Seminar topics are subject to variation, but are likely to include the following:

  1. Three lives in a changing world: anchorite, merchant, hospitaller
  2. Religious life breaks out of the monastery
  3. Telling Tales: Caesarius of Heisterbach and exempla
  4. Leprosy: a case study
  5. Longbeard’s revolt
  6. Scholars and Dirty Money
  7. Innocent III and the troublemakers
  8. St Francis takes to the Streets

Assessment

Task Length % of module mark
Essay/coursework
Portfolio : Text Commentaries and Essay
N/A 100

Special assessment rules

None

Additional assessment information

For formative assessment, students will be given the opportunity to produce text commentaries in seminar, including a written commentary.

For the summative assessment students build a portfolio of two parts, to be submitted together:
a) Two text commentaries of 500-750 words; and
b) One 1,500-word essay which reflects on the significance of the chosen texts in light of scholarship and sources from across the module.
The commentaries comprise 50% and the essay 50% of the overall mark for this module. Summative assessments will be due in the assessment period.

Reassessment

None

Module feedback

Formative work will be live marked in seminar and supplemented by the tutor giving oral feedback to the whole group. All students are encouraged, if they wish, to discuss the feedback on their formative work during their tutor’s student hours. For more information, see the Statement on Feedback.

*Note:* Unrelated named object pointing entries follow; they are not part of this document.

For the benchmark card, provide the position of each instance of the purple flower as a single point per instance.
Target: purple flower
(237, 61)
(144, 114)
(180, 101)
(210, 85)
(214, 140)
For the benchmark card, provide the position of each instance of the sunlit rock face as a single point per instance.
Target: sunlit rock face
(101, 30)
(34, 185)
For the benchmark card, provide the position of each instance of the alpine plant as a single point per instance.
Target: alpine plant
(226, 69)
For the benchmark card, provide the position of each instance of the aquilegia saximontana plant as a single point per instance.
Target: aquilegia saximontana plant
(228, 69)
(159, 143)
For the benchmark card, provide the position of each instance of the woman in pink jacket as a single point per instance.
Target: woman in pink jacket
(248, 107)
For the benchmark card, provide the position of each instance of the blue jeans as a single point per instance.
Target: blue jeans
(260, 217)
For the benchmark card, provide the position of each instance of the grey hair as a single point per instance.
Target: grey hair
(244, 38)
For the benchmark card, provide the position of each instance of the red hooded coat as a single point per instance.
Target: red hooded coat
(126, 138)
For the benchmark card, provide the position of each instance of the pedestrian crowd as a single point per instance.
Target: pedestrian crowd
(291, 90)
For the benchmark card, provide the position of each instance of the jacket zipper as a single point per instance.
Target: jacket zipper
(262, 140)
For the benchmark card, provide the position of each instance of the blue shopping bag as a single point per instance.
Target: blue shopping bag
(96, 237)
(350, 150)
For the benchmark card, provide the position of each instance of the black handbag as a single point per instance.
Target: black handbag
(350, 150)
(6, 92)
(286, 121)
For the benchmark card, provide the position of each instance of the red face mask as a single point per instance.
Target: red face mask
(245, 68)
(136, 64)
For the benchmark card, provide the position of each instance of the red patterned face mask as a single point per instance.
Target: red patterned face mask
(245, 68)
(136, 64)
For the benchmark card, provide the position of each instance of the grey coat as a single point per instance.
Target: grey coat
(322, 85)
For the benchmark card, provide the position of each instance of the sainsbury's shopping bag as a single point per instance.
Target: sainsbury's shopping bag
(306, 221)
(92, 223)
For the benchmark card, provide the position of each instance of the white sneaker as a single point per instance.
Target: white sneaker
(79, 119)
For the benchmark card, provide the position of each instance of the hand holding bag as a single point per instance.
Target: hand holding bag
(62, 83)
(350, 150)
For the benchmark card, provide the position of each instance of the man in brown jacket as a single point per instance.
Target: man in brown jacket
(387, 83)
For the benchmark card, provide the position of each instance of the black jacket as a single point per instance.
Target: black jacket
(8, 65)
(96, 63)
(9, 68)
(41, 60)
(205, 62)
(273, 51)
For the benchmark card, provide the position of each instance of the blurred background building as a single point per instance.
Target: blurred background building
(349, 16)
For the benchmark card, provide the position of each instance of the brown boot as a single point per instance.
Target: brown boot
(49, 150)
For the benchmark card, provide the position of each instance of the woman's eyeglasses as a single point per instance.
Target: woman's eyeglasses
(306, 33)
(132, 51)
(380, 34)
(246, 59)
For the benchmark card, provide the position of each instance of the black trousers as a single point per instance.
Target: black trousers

For summative assessment tasks, students will receive their provisional mark and written feedback within 25 working days of the submission deadline. The tutor will then be available during student hours for follow-up guidance if required. For more information, see the Statement of Assessment.

Indicative reading

During the module, please refer to the module VLE site. Before the course starts, we encourage you to look at the following items of preliminary reading:

  • Sharon Farmer, Surviving Poverty in Medieval Paris: Gender, Ideology and the Daily Lives of the Poor (Ithaca: Cornell University Press, 2002).
  • Adam J. Davis, The Medieval Economy of Salvation: Charity, Commerce and the Rise of the Hospital (Ithaca: Cornell University Press, 2021).
  • Carol Symes, A Common Stage: Theatre and Public Life in Medieval Arras (Ithaca: Cornell University Press, 2007).



The information on this page is indicative of the module that is currently on offer. The University is constantly exploring ways to enhance and improve its degree programmes and therefore reserves the right to make variations to the content and method of delivery of modules, and to discontinue modules, if such action is reasonably considered to be necessary by the University. Where appropriate, the University will notify and consult with affected students in advance about any changes that are required in line with the University's policy on the Approval of Modifications to Existing Taught Programmes of Study.